COLOMBO • Sri Lanka yesterday sealed a billion-dollar deal to let a Chinese state firm take over a loss-making port in a move that worries many, including its giant neighbour India.
The long-delayed US$1.1 billion (S$1.5 billion) sale of a 70 per cent stake in Hambantota port, which straddles the world's busiest East-West shipping route, was confirmed by Sri Lanka's Ports Minister Mahinda Samarasinghe.
The government used tough laws against industrial action to stop workers going on strike last week to oppose the sale to China Merchants Port Holdings.
India is nervous about China's infrastructure moves into its traditional sphere of influence.
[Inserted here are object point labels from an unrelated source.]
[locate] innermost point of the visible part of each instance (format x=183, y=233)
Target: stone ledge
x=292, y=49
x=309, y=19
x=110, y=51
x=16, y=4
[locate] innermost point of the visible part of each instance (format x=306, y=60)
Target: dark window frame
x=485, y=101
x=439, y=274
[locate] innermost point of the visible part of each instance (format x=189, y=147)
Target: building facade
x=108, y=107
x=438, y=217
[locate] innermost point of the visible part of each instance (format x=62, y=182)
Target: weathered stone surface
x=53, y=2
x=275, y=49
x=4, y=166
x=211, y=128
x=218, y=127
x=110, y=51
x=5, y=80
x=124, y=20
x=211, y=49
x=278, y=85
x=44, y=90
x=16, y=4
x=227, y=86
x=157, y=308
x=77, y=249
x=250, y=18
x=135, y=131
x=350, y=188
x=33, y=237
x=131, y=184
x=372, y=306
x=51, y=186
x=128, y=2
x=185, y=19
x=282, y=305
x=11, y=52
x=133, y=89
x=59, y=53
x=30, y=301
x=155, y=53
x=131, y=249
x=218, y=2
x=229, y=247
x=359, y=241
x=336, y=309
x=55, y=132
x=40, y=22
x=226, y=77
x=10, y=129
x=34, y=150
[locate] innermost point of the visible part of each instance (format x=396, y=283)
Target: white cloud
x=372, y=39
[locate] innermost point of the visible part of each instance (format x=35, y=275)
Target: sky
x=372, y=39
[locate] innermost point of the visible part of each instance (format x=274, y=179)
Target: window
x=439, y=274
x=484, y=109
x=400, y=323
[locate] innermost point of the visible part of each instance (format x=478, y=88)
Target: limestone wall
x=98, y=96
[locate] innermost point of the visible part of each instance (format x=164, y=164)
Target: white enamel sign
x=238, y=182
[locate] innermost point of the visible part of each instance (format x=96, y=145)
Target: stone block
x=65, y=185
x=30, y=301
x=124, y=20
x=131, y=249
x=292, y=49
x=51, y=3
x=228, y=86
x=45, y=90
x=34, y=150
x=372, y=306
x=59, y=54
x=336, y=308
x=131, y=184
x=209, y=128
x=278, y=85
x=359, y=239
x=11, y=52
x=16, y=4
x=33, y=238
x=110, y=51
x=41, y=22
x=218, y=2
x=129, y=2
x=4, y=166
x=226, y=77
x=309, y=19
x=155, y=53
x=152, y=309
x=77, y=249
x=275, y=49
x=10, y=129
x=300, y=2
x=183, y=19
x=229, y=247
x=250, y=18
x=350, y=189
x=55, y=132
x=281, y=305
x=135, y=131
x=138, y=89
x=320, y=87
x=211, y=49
"We have addressed geo-political concerns," Mr Samarasinghe said at a signing ceremony in Colombo. "China has accepted that everything in this agreement will operate under Sri Lankan law."
The deal was held up for months amid opposition from trade unions and political parties.
The minister last week said several countries had raised fears about the sale. India and the United States are known to be concerned that China getting a foothold at the deep-sea port could give it a military naval advantage in the Indian Ocean.
But Mr Samarasinghe said Hambantota, 240km south of the capital Colombo, will not be a military base for any country.
China Merchants built and runs Sri Lanka's only major deep-sea terminal in Colombo, which can accommodate the world's largest container carriers.
Mr Samarasinghe said Hambantota will be purely a commercial port, but any routine port calls by foreign navies will be regulated by Sri Lanka as in the case with the Colombo port.
Two Chinese submarines called at Colombo in 2014 during the final year of former president Mahinda Rajapakse's tenure, angering New Delhi.
Apart from the US$1.12 billion sale price, the Chinese firm will invest a further US$600 million to develop Hambantota, Mr Samarasinghe said.
The port has racked up losses of US$300 million in the last six years, according to official figures.
In addition, the government pays more than US$60 million annually to service the port's debt.